With that in mind, then, I care that people understand evolutionary theory because I care about what is true, and because it is a theory that we use in things like medical and pharmaceutical advances that save lives. Rejecting it is also strongly associated with rejecting science in other domains such as vaccines and climate change. It also makes people very vulnerable to liars and charlatans.

I suppose there’s one or two other notes worth including in this introductory post: I’ve been using the words ‘evolution’ and ‘evolutionary theory’, but it is probably more accurate to talk about the ‘modern evolutionary synthesis’ – the sum of the best current understanding on the part of evolutionary biologists of the mechanisms through which life perpetuates itself and changes.

Those who reject evolution often talk of ‘Darwinism’, but this is inaccurate for two reasons:

  1. Evolutionary theory is a scientific theory, not an ideology. It is not an ‘ism’. Confusing the kind of thing an idea is confuses our thinking.
  2. While Charles Darwin was important in outlining the broad lines of evolution, others also did so before and since. He wrote in a time when he did not know of the existence of genes or DNA, so he got some things wrong. Science, by its nature, moves on, and evolutionary science is no exception. Refuting Darwin may not refute the modern evolutionary synthesis, and vice versa. (A related point is that traducing Darwin’s character or motivations does not refute evolutionary theory.)

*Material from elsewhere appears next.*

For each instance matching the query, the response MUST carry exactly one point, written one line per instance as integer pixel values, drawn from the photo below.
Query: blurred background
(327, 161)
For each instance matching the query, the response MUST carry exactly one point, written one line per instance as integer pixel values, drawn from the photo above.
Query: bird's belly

The other point is about the use of ‘theory’ in relation to evolution, and this is something I’ve already written about elsewhere: Facts, Theories and Laws

I hope that the journey will be interesting and useful for all of us.

For ease of navigation I will include links to each of the other posts in this series at the bottom of each post.

Cosmogenesis, abiogenesis and evolution
Evolution and entropy
Facts, Theories and Laws
Radiocarbon dating
Radiometric dating and deep time
Four Forces of the Universe
Probability and evolution
Species and ‘baramin’, macro- and micro-evolution
Mitochondrial Eve and Y-chromosomal Adam
Transitional fossils
Complexity – irreducible and otherwise

2 replies on “Why I think it’s important to understand evolution”

I have noted that ‘explanation of current diversity of life’ is quite different from ‘explanation of the original birth of life’. The definition of which sub-section which could be included in ‘The Theory of Evolution’ is being discussed might help to make things clear.

Thanks, yes, that’s the topic of one of the early posts, maybe even the next one!

Very pleased you’ve joined the conversation, Connie.